Gastroenteropancreatic neuroendocrine tumors, or GEP-NETs, it’s a pretty heterogeneous bunch. I’d still say the standard of care is if you can try cut them out, cut them out, and otherwise, somatostatin analogs are going to be the standard frontline treatment for most low-grade, well-differentiated neuroendocrine tumors. I think there’s still quite a bit of confusion in the community because a lot of different agents have been pouring in, but at the heart of it it’s somatostatin analogs and a good multidisciplinary discussion with surgeons and interventional radiologists is going to be your first approach.

Are there currently any novel approaches being taken?

With novel approaches, I’d say the most novel approach is peptide receptor radionuclide therapy (PRRT), and there’s been a lot of buzz this meeting about PRRT, and kind of its other terms, liquid radiation, radioactive octreotide, and I think this is probably the most exciting thing that’s currently happening in the United States. It’s been used in Europe for a long period of time. So, whether you really want to call it a novel approach is kind of a matter of semantics. The FDA is calling it new, and now that it’s on American soil, we’re looking at it as fairly new.
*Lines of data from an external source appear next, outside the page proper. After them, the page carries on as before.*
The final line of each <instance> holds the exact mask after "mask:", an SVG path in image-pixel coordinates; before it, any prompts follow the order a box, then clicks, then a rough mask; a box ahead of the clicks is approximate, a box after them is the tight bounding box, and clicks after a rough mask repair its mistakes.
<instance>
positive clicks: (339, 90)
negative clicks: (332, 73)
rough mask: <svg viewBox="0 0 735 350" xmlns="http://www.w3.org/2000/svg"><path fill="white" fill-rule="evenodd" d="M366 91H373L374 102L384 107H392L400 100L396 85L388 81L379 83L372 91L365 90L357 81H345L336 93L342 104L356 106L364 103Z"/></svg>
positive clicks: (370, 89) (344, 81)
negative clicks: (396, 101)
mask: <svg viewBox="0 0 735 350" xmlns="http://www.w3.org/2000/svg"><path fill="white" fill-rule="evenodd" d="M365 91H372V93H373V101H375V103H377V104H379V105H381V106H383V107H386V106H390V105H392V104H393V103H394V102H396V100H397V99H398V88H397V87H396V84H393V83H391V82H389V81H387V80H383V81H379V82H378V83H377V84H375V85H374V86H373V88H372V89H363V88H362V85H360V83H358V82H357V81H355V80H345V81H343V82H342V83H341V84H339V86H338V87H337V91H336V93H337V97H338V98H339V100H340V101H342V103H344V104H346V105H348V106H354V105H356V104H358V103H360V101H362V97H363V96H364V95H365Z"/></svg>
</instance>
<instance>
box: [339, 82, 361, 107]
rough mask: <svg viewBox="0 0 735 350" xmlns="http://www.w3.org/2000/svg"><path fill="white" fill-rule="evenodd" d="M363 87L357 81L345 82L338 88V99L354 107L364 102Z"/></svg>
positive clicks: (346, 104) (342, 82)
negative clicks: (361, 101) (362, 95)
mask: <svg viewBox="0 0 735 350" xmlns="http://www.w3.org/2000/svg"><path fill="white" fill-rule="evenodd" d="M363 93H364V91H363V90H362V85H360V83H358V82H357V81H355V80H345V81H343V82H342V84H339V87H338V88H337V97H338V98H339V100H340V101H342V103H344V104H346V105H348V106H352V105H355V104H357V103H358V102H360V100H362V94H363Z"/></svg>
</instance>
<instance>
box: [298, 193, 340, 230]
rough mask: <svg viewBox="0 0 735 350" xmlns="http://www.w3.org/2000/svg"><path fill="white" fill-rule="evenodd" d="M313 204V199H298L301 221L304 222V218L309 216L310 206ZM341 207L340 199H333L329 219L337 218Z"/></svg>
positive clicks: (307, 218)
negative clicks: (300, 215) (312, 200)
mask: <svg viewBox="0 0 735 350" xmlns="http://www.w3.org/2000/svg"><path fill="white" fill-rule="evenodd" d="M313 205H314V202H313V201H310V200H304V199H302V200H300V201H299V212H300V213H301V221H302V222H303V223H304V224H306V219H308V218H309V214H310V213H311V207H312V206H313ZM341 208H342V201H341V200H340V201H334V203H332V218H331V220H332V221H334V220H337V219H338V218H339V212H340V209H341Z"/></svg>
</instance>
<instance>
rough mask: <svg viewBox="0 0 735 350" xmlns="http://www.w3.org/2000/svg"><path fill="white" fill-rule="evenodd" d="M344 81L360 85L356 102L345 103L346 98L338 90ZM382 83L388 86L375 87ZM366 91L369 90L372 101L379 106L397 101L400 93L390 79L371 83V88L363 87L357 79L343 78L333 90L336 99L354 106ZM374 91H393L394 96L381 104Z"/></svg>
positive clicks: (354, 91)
There’s a lot of different targeted therapies that are in development. When it comes to GEP-NETs, the pancreas has a whole longer list of therapies that can be used, including everolimus, sunitinib. Capecitabine and temozolomide recently demonstrated some pretty significant data that’s kind of added to the compendium in pancreatic NETs. Whereas with nonpancreatic GEP-NETs, you’re standard of therapy is still going to be somatostatin analogs, everolimus, and now the introduction of PRRT.